Andrei Mironov, a longtime activist, headed to Manezh Square near the Kremlin on Monday evening to see what was happening. He and others have been fearing an even tougher crackdown on dissent after the Olympics.
Mironov was on the corner near Hotel National, not far from Red Square, when he called a journalist to say that people were gathering. As he spoke to her loudly in English, riot police threw him into a police van.
There he found himself in the company of Maria Alyokhina and Nadezhda Tolokonnikova, members of the punk rock group Pussy Riot. He handed the phone to Tolokonnikova, who said the two women had been detained earlier in the day at the court but had been released. Now the authorities were threatening them with charges of disobeying police, she said.

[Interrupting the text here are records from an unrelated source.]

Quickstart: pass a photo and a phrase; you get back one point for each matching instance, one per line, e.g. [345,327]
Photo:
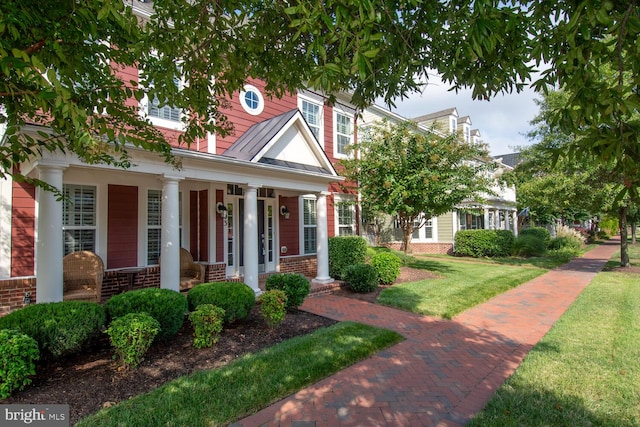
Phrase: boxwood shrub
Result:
[540,232]
[131,335]
[166,306]
[387,265]
[18,354]
[361,278]
[294,285]
[235,298]
[344,251]
[484,243]
[528,245]
[59,328]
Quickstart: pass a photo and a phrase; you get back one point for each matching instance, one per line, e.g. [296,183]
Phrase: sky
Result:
[503,121]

“They’re afraid,” she said of the authorities. “They’re afraid of what’s happening in Ukraine.”
Mironov agreed. He said the police presence had been unusually heavy, both at the court earlier in the day and at the square in the evening. “They’re worried the revolution in Ukraine will set off the same thing here,” he said. And, in the morning, demonstrators had been shouting “Maidan,” referring to Ukraine’s Independence Square, the center of that country’s protest movement.
Then, still in the police van, he handed the phone to a 24-year-old German tourist from Cologne. She spoke on the condition of anonymity, fearing police reprisals if they knew she had spoken to a reporter. She and a friend were standing on the corner, she said, heading toward Red Square. Suddenly, she said, five police officers grabbed her and hauled her away. They did not take her friend.
About the same time, opposition leader Boris Nemtsov was being detained at a square across from the Bolshoi Theater, according to the Interfax news agency. Alexei Navalny, another leader, was detained — for the second time Monday — and taken away in a police van.
Back in the first van, Mironov handed the phone to Vladimir Akimenkov, among those who had been arrested and charged over protests in Moscow’s Bolotnaya Square in May 2012. He had suffered months in jail, his eyesight deteriorating dangerously, until he was freed under an amnesty in December.
“We did nothing,” he said. “We are peaceful citizens.”